Encarta 2013 sin virus

Given that eNOS is uncoupled in patients with blood vessel endothelial dysfunction, inhaled NO has been used as therapeutic option to replace the endogenous NO activity in patients with several pulmonary complications, including ARDS. Nevertheless, inhaled NO application remains debatable. Inhaled NO benefits on oxygenation is transitory and does not appear to be associated with increased survival.

Likewise, most ARDS patients die from multiple organ failure rather than hypoxemia [ 62 ]. Moreover, prolonged exposure to inhaled NO can cause sensitization, lowering the oxygenation benefit while exposing these patients to oxidative toxic damage, reducing its benefits [ 63 , 64 ]. Renal function in patients receiving inhaled NO treatment can also be compromised, increasing the need for renal replacement therapy [ 65 ].

In order to avoid complications, controlled therapies to regulate the metabolism of NO should be investigated, including an allosteric ASS activator, the step-limiting enzyme of NO-citrulline cycle [ 15 , 66 ]. Besides the deleterious effects of SARS-CoVinduced diffuse inflammation in pulmonary physiology and oxygen saturation, such virus can also induce coagulopathy.

Autopsies from COVIDpositive patients have shown diffuse alveolar damage, widespread lung vascular thrombosis, microvascular thromboembolic, capillary congestion and deep venous thrombosis [ 67 ]. Thus, high d-dimer levels in the blood, a coagulopathy marker, are associated with increased mortality in COVID patients.
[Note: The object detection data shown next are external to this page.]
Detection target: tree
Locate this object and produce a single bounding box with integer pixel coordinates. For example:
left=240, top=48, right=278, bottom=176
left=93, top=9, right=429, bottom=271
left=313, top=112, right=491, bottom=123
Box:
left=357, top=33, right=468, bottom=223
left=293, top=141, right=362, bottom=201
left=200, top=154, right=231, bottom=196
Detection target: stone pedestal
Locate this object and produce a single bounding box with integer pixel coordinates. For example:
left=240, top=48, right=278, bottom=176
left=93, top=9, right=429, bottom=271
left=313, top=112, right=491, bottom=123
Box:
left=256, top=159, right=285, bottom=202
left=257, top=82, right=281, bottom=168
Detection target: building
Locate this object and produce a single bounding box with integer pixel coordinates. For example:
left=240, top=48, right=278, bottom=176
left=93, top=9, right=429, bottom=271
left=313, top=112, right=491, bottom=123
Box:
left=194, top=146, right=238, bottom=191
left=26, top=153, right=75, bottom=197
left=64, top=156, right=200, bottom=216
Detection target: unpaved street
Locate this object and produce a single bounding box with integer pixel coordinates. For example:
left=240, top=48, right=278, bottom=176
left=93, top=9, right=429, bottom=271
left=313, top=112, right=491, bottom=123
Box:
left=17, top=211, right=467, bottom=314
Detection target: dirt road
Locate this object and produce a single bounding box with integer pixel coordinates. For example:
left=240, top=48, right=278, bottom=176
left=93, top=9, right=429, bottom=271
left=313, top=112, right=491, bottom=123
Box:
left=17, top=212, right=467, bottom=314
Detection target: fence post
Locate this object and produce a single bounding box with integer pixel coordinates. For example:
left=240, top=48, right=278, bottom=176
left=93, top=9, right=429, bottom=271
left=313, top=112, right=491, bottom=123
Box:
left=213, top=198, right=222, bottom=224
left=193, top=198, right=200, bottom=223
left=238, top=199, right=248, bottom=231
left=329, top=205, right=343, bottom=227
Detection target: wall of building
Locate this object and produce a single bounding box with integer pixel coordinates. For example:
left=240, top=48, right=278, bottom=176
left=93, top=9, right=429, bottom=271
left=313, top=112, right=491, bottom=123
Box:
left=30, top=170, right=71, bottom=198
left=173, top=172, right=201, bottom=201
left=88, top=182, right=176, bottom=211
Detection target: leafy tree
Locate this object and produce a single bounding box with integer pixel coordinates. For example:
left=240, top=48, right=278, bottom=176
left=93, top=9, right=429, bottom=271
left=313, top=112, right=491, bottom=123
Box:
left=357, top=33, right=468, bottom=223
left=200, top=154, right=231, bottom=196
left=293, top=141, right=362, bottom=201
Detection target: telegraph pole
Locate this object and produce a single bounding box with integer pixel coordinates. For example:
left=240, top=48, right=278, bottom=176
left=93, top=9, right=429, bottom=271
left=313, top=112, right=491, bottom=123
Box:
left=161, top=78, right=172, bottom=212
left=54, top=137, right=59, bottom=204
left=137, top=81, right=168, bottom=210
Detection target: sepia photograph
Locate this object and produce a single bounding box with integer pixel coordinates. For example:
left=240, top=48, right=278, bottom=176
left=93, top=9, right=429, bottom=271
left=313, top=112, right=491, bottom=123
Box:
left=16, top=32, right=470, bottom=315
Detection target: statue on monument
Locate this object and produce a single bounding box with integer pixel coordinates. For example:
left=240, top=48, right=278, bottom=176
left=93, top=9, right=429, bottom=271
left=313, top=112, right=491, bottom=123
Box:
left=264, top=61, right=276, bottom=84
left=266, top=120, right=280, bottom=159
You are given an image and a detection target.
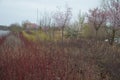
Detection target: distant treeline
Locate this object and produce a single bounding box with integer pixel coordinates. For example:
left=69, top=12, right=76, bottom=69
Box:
left=0, top=25, right=9, bottom=30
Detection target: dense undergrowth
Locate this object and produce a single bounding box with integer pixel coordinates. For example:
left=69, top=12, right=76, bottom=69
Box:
left=0, top=33, right=120, bottom=80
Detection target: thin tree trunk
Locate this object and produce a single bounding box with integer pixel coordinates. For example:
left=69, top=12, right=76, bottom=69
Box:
left=110, top=30, right=115, bottom=45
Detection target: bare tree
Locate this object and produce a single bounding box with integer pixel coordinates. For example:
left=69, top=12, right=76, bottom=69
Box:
left=103, top=0, right=120, bottom=45
left=88, top=8, right=106, bottom=38
left=53, top=7, right=72, bottom=41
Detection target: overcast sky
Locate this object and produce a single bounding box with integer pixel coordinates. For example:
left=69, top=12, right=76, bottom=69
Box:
left=0, top=0, right=101, bottom=25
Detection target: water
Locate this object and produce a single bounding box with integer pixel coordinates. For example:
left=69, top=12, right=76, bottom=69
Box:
left=0, top=30, right=10, bottom=36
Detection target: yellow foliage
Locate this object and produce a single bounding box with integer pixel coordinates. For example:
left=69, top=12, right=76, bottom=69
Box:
left=22, top=30, right=50, bottom=41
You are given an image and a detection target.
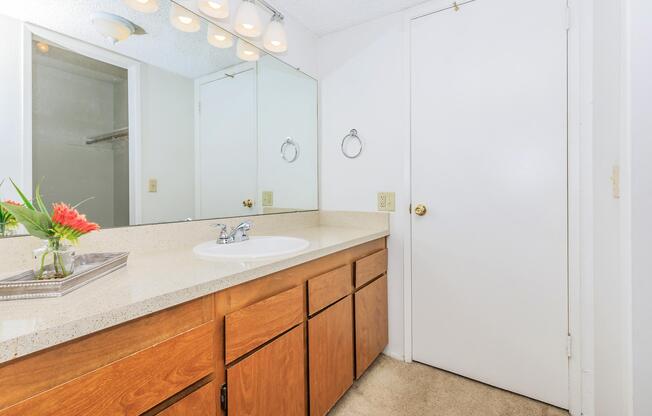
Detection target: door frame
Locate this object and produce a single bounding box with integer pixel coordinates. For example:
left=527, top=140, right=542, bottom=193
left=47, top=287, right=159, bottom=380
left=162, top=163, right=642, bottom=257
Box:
left=397, top=0, right=593, bottom=416
left=21, top=22, right=142, bottom=225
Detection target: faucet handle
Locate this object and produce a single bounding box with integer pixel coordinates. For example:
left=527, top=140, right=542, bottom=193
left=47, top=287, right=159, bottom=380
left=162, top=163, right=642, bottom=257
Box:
left=213, top=224, right=229, bottom=240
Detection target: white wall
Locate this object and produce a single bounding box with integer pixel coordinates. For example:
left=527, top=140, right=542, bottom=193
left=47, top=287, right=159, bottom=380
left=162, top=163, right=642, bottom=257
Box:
left=593, top=1, right=626, bottom=416
left=0, top=15, right=23, bottom=199
left=629, top=0, right=652, bottom=416
left=319, top=4, right=652, bottom=416
left=140, top=64, right=195, bottom=223
left=319, top=14, right=409, bottom=358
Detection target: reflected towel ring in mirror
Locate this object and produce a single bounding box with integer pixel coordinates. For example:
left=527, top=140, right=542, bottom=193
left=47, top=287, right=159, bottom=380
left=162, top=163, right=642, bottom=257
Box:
left=281, top=137, right=299, bottom=163
left=342, top=129, right=362, bottom=159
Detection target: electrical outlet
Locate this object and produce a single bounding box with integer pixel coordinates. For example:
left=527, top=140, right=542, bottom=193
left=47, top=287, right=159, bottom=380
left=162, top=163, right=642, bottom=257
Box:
left=386, top=192, right=396, bottom=212
left=263, top=191, right=274, bottom=207
left=378, top=192, right=396, bottom=212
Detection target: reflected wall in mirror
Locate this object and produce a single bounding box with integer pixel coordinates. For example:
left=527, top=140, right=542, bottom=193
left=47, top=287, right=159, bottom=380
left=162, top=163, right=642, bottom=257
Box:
left=0, top=0, right=318, bottom=237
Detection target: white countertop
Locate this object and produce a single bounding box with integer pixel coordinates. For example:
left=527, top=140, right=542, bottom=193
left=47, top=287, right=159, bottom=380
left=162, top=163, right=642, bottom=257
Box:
left=0, top=225, right=389, bottom=363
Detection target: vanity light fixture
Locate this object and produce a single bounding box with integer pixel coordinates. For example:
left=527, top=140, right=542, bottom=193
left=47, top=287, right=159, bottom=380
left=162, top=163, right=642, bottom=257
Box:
left=263, top=13, right=288, bottom=53
left=236, top=39, right=260, bottom=62
left=207, top=23, right=233, bottom=49
left=91, top=12, right=136, bottom=45
left=170, top=3, right=201, bottom=32
left=235, top=0, right=263, bottom=38
left=122, top=0, right=158, bottom=13
left=199, top=0, right=229, bottom=19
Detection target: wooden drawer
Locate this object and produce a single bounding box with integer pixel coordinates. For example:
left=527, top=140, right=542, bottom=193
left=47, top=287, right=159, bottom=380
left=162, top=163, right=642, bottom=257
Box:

Indeed, pulmonary embolism was the direct cause of death in some patients [ 42 , 67 , 68 ]. Multi-organ failure, observed in severe COVID cases, has been linked with diffuse intravascular coagulation and large-vessel thrombosis [ 42 , 69 , 70 ]. Therefore, National Institute of Health treatment guideline for COVID patients recommends anticoagulant therapy as prophylaxis for hospitalised individuals [ 71 ]. The inflammatory response, generated by virus infection, leads to the activation of coagulation cascade, thrombin generation and fibrinolysis shutdown [ [72] , [73] , [74] ].

Hypoxemia can also contribute to coagulopathy, increasing blood viscosity and triggering the release of hypoxia-inducible transcription factors, that in turn influence the coagulation and fibrinolysis cascades [ 75 ]. Furthermore, endothelial injury and dysfunction caused by pro-inflammatory cytokines and tropism of the virus for ACE2 receptors, decrease the bioavailability of NO and trigger venous thromboembolism and disruption of natural antithrombotic state [ 76 ].

Also, eNOS uncoupling due to low l -arginine levels, impairs NO production or bioavailability in ARDS patients, which induces vasoconstriction and can lead to arterial and venous thrombosis [ 77 ]. Nevertheless, there is no clinically available NO therapy that addresses endothelial dysfunction directly, which could prevent thrombosis in COVID patients [ 77 , 78 ].

Several therapeutic strategies with NO-enhancing and —releasing agents have been studied to develop new antithrombotic drugs [ 77 ]; even so, NO is not under studies to prevent coagulopathy in COVID NO is a key molecule in the regulation of immune response to pathogens [ [79] , [80] , [81] , [82] , [83] ].

Mainly, iNOS-synthesized NO is an important immunoregulatory mediator of the host's immune system against infectious organisms, and acts as a toxic agent. Futhermore, NO can regulate cellular function, growth and death of immune cells, such as macrophages, neutrophils, T cells and natural killers NK cells [ 21 ]. Although macrophages are the main NO producers in response to pathogens [ [84] , [85] , [86] ], many cells express iNOS, including fibroblasts, hepatocytes [ 87 ], endothelial and epithelial cells, keratinocytes and chondrocytes [ 88 , 89 ] antigen-presenting cells [ 90 ] and NK cells [ 21 , 91 ].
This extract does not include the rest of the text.